In some ways, I'd agree that they were happier times (except the smoking, which I always hated). But they were certainly less efficient.

Vintagevixen · 12/05/2021 06:52

Smoking in the staff room (where even non-smokers had to eat their lunch) on a hospital ward!! It's unbelievable to think of now. I didn't smoke but would come out of there with my uniform reeking of smoke, we all must have stunk to the poor patients we were tending to.

Vintagevixen · 12/05/2021 06:56

Also women not being allowed to wear a trousers uniform as opposed to a dress uniform as the senior nurse of thus particular hospital wanted her female nurses to look like " proper nurses."

Plus using cardboard sharps bins for used needles etc - flimsy!

EversoDelighted · 12/05/2021 06:56

We still don't have company mobiles (we don't use the phone a great deal but the landline is fine for those that do, we all have a phone on our desks). We still all have our own desks with personal possessions on too. I've never had an office of my own but have never had to hot desk either.

GrumpyMiddleAgedWoman · 12/05/2021 06:57

Early 90s.
We could wear trousers and got 4 weeks paid leave (went up to five after a few years - we had a great union).
Smoking at work.
One computer per several offices (so 8 or 9 people).
Annual sports afternoon.
Flexitime - I used to get in early and leave early as I hated the rush hour.

And banter.
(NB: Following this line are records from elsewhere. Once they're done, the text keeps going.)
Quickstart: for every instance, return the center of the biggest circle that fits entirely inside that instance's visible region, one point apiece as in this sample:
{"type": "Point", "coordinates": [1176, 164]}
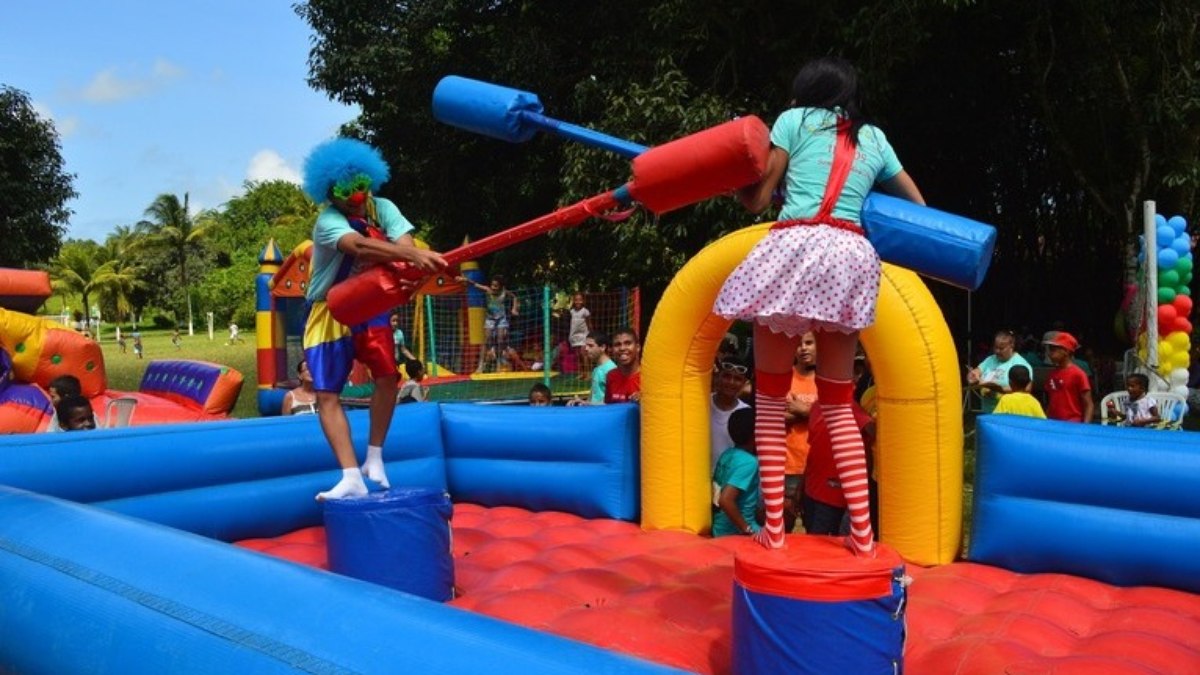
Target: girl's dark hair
{"type": "Point", "coordinates": [831, 83]}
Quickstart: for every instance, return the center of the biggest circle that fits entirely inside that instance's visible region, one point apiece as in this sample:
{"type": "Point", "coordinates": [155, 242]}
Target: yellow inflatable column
{"type": "Point", "coordinates": [919, 444]}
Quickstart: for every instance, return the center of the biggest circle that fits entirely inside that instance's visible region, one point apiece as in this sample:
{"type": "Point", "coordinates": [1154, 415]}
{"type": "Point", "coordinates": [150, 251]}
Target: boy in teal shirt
{"type": "Point", "coordinates": [737, 477]}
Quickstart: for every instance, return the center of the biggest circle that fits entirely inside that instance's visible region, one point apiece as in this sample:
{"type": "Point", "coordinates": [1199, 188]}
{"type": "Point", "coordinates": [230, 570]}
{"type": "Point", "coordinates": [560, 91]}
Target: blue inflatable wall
{"type": "Point", "coordinates": [91, 590]}
{"type": "Point", "coordinates": [1115, 505]}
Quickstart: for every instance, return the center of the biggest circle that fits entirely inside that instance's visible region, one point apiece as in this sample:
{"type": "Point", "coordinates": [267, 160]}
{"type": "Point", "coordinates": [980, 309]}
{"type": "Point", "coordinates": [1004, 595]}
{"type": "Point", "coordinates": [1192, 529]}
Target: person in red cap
{"type": "Point", "coordinates": [1068, 390]}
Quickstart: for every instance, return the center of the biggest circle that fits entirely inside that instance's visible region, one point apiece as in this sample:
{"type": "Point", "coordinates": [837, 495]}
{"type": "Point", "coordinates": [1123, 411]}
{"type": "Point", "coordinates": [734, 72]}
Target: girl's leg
{"type": "Point", "coordinates": [773, 353]}
{"type": "Point", "coordinates": [835, 392]}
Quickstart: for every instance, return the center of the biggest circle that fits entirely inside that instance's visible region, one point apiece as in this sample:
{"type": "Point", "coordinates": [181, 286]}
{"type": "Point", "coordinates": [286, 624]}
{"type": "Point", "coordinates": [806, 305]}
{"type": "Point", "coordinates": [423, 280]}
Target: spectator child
{"type": "Point", "coordinates": [412, 390]}
{"type": "Point", "coordinates": [501, 303]}
{"type": "Point", "coordinates": [624, 382]}
{"type": "Point", "coordinates": [1019, 400]}
{"type": "Point", "coordinates": [64, 386]}
{"type": "Point", "coordinates": [1139, 408]}
{"type": "Point", "coordinates": [731, 376]}
{"type": "Point", "coordinates": [597, 346]}
{"type": "Point", "coordinates": [539, 395]}
{"type": "Point", "coordinates": [814, 270]}
{"type": "Point", "coordinates": [801, 399]}
{"type": "Point", "coordinates": [75, 413]}
{"type": "Point", "coordinates": [577, 334]}
{"type": "Point", "coordinates": [825, 502]}
{"type": "Point", "coordinates": [1068, 390]}
{"type": "Point", "coordinates": [59, 388]}
{"type": "Point", "coordinates": [301, 400]}
{"type": "Point", "coordinates": [737, 476]}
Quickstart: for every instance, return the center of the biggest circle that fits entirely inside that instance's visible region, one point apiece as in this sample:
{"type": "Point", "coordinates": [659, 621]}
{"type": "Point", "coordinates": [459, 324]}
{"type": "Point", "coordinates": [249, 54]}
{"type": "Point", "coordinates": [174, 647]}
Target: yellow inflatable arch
{"type": "Point", "coordinates": [919, 448]}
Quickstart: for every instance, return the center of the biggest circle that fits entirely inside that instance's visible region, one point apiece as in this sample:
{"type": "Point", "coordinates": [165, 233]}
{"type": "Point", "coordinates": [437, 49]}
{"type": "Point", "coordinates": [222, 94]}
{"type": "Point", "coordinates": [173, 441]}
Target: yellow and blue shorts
{"type": "Point", "coordinates": [331, 347]}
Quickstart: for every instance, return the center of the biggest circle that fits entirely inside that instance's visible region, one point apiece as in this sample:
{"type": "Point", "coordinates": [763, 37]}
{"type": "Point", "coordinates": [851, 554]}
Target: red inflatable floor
{"type": "Point", "coordinates": [665, 597]}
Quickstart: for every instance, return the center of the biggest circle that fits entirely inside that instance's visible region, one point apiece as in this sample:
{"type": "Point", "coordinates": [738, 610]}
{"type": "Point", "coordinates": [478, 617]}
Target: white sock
{"type": "Point", "coordinates": [373, 467]}
{"type": "Point", "coordinates": [351, 485]}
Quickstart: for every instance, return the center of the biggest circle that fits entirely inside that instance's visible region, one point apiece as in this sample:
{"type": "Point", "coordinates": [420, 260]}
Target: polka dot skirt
{"type": "Point", "coordinates": [805, 278]}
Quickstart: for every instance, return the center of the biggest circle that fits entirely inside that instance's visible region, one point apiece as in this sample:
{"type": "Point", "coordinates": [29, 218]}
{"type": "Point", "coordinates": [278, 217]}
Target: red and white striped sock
{"type": "Point", "coordinates": [850, 457]}
{"type": "Point", "coordinates": [771, 442]}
A bloke in the next door office and I used to trade amiable insults in a way that would probably now get the two of us disciplined, but which really enlivened the working day. We sometimes even used email for the purpose, mostly for the novelty value.

Silvercatowner · 12/05/2021 07:04

Open office, late 70s. The only bloke had a page 3 nude on the wall by his desk. We used to take it in turns to tippex over the nipples when he was out of the office, but he always had a stash of nudes to replace it.

PaperMonster · 12/05/2021 07:15

@Mandalay246 I started work in the late 80s and didn’t encounter any problems wearing trousers at work until the late 90s when I got a job in a professional office and I went in wearing trousers on the first day to be told that trousers weren’t allowed. By the time I left two years later they were!

PuppyMonkey · 12/05/2021 07:20

When I was a cub newspaper reporter and did my journalism exams back in late 80s/early 90s, computers and laptops and printers etc were not yet a thing. We brought typewriters into the exam room and, for the mock stories we had to write up, it was the tradition to type every paragraph on a separate little sheet of paper - so you could swap your paragraphs round or type a new intro without having to retype your whole story.

What a bloody faff.Grin

3CCC · 12/05/2021 07:21

@harknesswitch

The brown internal envelopes, the type with holes in them and boxes to write the name and dept it went to
We still use these envelopes regularly Grin
Eminybob · 12/05/2021 07:21

Business formal attire even though we weren’t client facing.

Using a big old black and green screen computer - no windows, no email etc.

Printing everything out on one of those massive printers where you had to thread a continuous sheet of paper through its little holes in the side. Someone else printing would interrupt you print so you had to shout “no prints on printer 3 please!”

No electronic transfers, had to print (on same printers) cheques and post them.

Had to walk around the office delivering memos to other departments

Signing in and out of work.

Drinks on a Friday after work - every Friday, ending in a nightclub.

Cakes for the whole department on your birthday.

Good times.

PopsicleHustler · 12/05/2021 07:21

The owner of the newsagents I worked for almost 20 years ago, he asked me if the reason I was late was because I was busy having sex. I actually was unwell but managed to come in anyway.

Eminybob · 12/05/2021 07:22

Another one - no air conditioning, in the summer you just opened a window Shock

PopsicleHustler · 12/05/2021 07:25

I honestly have no idea how that is acceptable to ask a young trainee. I wouldn't be surprised if these comments or questions are still being used today by sexist idiots.